Allocution de monsieur Bruno-Marie Béchard,
recteur de l'Université de Sherbrooke,
à l'occasion de la conférence de presse sur la
Chaire en fiscalité et finances publiques

14 février 2003

Monsieur le Ministre,
Distinguées et distingués invités,
Mesdames, Messieurs,

La création de la Chaire en fiscalité et finances publiques a pour but d'accélérer les travaux multidisciplinaires dans ce domaine hautement stratégique pour notre avenir collectif. Elle permettra la réalisation de nouveaux projets de recherche majeurs et l'élaboration de partenariats avec d'autres universités et centres de recherche canadiens et étrangers. Pour la première fois, elle fournira aux praticiennes, praticiens, professeures, professeurs et cadres de l'État un lieu d'échange d'idées sur des sujets d'actualité, comme les différentes avenues de simplification fiscale ou les difficultés à concevoir des mesures fiscales distinctes dans le contexte de la mondialisation.

Le fait que le gouvernement du Québec ait décidé de financer la création de la chaire à l'Université de Sherbrooke met en évidence la renommée enviable de notre Faculté d'administration, déjà reconnue comme référence nationale en ce qui concerne la performance boursière des entreprises québécoises, et comme l'une des trois meilleures écoles de finances au monde, selon l'autorité internationale en la matière, l'Association for Investment Management and Research aux États-Unis.

La nouvelle chaire s'inscrit dans le plan de développement de la Faculté d'administration et renforcera la collaboration avec la Faculté de droit et le Département d'économique de la Faculté des lettres et sciences humaines. Elle couronne la maîtrise en fiscalité qui fête cette année son 30e anniversaire. En effet, l'Université de Sherbrooke a innové dès 1973 en lançant ce programme qui se démarque encore aujourd'hui par l'intégration des aspects juridiques, administratifs et économiques de la fiscalité.

Ainsi, l'Université de Sherbrooke a formé un millier de fiscalistes qui occupent des postes privilégiés dans les ministères du Revenu et des Finances des deux ordres de gouvernement de même que dans l'entreprise privée et les grands cabinets.

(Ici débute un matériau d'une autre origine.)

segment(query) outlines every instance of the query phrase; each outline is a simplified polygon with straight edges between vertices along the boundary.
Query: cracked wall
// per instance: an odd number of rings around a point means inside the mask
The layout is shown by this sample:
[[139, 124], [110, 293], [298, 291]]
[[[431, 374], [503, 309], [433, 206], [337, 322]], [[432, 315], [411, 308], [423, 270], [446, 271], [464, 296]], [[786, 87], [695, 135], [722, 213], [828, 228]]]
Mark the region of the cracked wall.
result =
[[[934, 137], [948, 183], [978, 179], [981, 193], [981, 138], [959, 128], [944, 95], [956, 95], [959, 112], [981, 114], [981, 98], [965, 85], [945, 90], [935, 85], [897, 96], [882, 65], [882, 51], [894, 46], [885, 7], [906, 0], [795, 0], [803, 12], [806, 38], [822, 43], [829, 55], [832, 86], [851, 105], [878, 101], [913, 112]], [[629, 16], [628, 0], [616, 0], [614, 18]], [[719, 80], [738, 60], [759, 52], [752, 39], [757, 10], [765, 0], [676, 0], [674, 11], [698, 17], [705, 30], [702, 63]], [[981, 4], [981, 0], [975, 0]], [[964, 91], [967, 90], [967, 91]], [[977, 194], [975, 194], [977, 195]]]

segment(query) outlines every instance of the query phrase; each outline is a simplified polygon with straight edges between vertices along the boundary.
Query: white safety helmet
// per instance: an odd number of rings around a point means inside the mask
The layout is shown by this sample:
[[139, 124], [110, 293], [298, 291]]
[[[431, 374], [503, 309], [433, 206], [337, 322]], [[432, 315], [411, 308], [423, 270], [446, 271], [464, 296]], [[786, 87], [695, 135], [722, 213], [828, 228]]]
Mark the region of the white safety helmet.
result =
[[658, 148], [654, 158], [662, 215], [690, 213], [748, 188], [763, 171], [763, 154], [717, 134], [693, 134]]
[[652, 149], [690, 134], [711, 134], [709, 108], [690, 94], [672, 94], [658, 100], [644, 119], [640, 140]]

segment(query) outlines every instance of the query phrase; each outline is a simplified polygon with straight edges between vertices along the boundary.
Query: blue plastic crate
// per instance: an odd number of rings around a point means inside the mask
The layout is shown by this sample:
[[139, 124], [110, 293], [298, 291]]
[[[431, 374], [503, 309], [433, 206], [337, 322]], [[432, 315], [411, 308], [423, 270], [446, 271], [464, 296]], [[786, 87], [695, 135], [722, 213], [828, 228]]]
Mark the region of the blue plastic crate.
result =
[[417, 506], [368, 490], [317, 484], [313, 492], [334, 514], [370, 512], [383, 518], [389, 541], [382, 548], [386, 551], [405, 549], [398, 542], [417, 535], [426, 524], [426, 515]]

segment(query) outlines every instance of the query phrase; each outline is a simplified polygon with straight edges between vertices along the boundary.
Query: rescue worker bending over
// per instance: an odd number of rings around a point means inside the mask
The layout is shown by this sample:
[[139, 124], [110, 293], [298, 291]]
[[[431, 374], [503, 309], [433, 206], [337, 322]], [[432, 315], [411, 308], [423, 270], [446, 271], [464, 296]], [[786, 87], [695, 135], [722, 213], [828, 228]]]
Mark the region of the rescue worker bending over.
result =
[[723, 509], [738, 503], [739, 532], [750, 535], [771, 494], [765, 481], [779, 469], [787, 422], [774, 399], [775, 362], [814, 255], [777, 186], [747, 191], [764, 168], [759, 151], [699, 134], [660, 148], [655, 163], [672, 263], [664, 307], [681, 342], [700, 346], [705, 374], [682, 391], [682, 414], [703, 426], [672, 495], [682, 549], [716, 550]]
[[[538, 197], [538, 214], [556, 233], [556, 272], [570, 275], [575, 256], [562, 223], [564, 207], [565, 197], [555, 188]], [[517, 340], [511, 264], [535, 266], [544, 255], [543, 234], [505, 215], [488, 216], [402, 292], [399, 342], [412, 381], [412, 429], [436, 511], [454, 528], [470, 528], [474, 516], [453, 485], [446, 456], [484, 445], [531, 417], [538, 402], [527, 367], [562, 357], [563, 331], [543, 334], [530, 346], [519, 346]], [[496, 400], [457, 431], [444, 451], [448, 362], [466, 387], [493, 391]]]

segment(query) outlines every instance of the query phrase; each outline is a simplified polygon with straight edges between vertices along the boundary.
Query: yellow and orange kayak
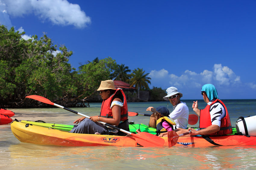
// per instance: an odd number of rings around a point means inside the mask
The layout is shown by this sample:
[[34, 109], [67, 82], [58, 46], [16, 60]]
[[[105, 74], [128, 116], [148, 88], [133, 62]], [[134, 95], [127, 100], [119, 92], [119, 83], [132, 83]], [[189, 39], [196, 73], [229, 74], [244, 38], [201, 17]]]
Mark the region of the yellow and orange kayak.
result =
[[[65, 146], [139, 146], [133, 136], [73, 133], [51, 128], [14, 121], [11, 131], [20, 142]], [[168, 146], [167, 138], [164, 146]], [[180, 137], [175, 146], [203, 147], [216, 145], [256, 145], [256, 137], [229, 135], [219, 136]]]

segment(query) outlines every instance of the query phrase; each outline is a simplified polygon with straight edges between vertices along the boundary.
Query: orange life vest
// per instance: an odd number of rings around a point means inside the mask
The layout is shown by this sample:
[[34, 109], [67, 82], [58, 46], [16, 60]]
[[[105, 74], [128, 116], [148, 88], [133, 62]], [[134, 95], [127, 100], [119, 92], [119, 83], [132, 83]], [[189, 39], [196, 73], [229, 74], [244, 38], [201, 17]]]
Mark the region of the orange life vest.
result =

Sur ces fortes assises, l'Université de Sherbrooke entend concerter professeurs et praticiens autour de recherches pratiques combinant les aspects techniques et économiques des mesures fiscales que les décideurs ont mis en place ou songent à introduire.

Je tiens à féliciter le titulaire de la chaire, le professeur Gilles Larin, l'un des rares, parmi les professeurs d'économique des universités québécoises, à axer son enseignement et sa recherche sur l'arrimage de la politique économique aux aspects techniques de la fiscalité. Sous son leadership, la chaire fera en sorte que la politique économique de la fiscalité s'appuie sur une étroite collaboration entre le milieu académique, le monde des affaires et l'administration publique.

L'Université de Sherbrooke est heureuse de mettre à contribution l'expertise diversifiée de son corps professoral en économique, comptabilité et droit pour relever les défis actuels de l'État qui exigent des solutions faisant appel à des connaissances de plus en plus variées.

Plusieurs collaborateurs sont d'éminents praticiens qui exercent dans les grands cabinets de comptables et d'avocats dans des domaines comme le litige fiscal, la réorganisation des sociétés, les transactions internationales, les fiducies, la planification fiscale pour les PME et pour les cadres de grandes sociétés, etc.

Les travaux de la chaire permettront des analyses approfondies sur la conception et les effets des mesures fiscales, qui touchent autant les particuliers et la collectivité que les sociétés et les ministères, que ce soit en matière de création d'emploi, de développement économique ou de simplification administrative.

En un mot, l'Université de Sherbrooke continue à construire le Québec, en innovant en concertation et avec audace!